Thursday, June 16, 2011

Depressing Health Facts

Using data from the U.S. Bureau of Justice Statistics and Census Bureau, I estimate death rates of working-age prisoners and nonprisoners by sex and race. Incarceration was more detrimental to females in comparison to their male counterparts in the period covered by this study. White male prisoners had higher death rates than white males who were not in prison. Black male prisoners, however, consistently exhibited lower death rates than black male nonprisoners did.
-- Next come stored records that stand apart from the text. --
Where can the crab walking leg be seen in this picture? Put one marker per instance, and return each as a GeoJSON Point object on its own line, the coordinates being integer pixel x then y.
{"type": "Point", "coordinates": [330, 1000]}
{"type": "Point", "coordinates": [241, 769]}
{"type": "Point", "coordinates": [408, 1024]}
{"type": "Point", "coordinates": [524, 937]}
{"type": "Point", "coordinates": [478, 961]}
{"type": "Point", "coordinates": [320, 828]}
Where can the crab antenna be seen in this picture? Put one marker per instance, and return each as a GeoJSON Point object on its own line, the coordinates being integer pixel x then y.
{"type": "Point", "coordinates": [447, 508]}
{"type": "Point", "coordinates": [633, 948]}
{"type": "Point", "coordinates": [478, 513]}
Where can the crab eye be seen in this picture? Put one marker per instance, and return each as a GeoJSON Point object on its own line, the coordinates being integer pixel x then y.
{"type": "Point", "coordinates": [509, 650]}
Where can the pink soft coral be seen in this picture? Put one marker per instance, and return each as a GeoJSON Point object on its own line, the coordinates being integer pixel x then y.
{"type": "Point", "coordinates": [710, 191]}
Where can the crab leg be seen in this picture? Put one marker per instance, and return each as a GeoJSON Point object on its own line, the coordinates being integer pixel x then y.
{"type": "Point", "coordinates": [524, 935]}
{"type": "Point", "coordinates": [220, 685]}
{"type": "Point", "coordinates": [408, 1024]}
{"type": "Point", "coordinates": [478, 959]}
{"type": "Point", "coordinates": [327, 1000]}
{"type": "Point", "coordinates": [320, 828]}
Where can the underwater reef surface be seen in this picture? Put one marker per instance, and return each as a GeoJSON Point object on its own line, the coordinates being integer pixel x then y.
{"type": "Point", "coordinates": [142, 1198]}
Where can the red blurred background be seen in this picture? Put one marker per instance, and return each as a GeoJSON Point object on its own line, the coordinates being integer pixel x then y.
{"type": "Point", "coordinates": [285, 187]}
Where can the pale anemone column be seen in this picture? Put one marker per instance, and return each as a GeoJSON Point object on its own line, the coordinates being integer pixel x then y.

Additionally, the findings indicate that while the relative difference in mortality levels of white and black males was quite high outside of prison, it essentially disappeared in prison. Notably, removing deaths caused by firearms and motor vehicles in the nonprison population accounted for some of the mortality differential between black prisoners and nonprisoners. The death rates of the other groups analyzed suggest that prison is an unhealthy environment; yet, prison appears to be a healthier place than the typical environment of the nonincarcerated black male population. These findings suggest that firearms and motor vehicle accidents do not sufficiently explain the higher death rates of black males, and they indicate that a lack of basic healthcare may be implicated in the death rates of black males not incarcerated.

emphasis mine

Source (You may not be able to read the paper without access from a university library.)

So basically, this study says that being locked in a cage with people selected for their violent and antisocial tendencies is a healthier environment than black men normally live in, and that remains true even if you ignore deaths from cars and guns. I have skimmed the paper and it looks like they used decent methodology.

There are a lot of ways you could spin this. It could be due to a better diet and increased access to health care, or it could be due to controlling dangerous actions and habits, or maybe a combination of both. Nobody is going to claim that quality of life is higher in prison, but it is kind of disheartening to see data showing that, for a segment of the population, having the government lock you in a cage and manage your life (badly) results in less mortality than living on your own in our society. No matter if you blame society or the individuals involved, something is seriously wrong here.

The second link is a newspaper article about life expectancy: 

Women in large swaths of the U.S. are dying younger than they were a generation ago, reversing nearly a century of progress in public health
...
In some parts of the United States, men and women are dying younger on average than their counterparts in nations such as Syria, Panama and Vietnam.
...
Communities with large immigrant populations — Southern California, for example — fared considerably better than average despite relatively high poverty rates. The worst-performing counties were clustered primarily in Appalachia, the Deep South and the lower Midwest. In those places, women died as much as a year younger in 2007 than women did a decade earlier. Life expectancy for women slipped 2 1/2 years in Madison County, Miss., which recorded the biggest regression.

Again, you have the same debate over social causes versus individual responsibility, but it is clear that something is very wrong. There are pockets of people in our country that are regressing in the most basic measures of well-being.

Just like with prison, there is a lot more to your overall quality of life than your mortality rate. Most people would probably think that living in the modern world and dying at 70 is better than living a hundred years ago and dying at 75, just like they would prefer to not be in prison. But mortality is related to health, and your health has a huge impact on your quality of life.

This is a big problem. Something is missing. When analyzing problems like this, the key is to try to find the relevant scarcity, to figure out what is lacking so you can provide it.  

Living a healthy life requires both knowledge and willpower. The two are substitutes. For example, the more you know about cooking, the less willpower you need to eat healthy, because you know how to cook healthy food that tastes really good. Giving people more knowledge is something most people agree on, but the problem is that it is often hard and expensive to do so.

One thing that might help is to provide people with 'artificial willpower' by making systems that allow you to make and enforce commitments. People should be able to tell their credit card companies and grocery stores to refuse to process any transaction involving junk food. I have talked about this before. 

Hopefully in the future we will all have robot butlers to do our shopping for us. They can be our commitment mechanisms; we can tell them to get healthy food and not buy bad things, and we will not go in stores and be confronted with impulse purchases.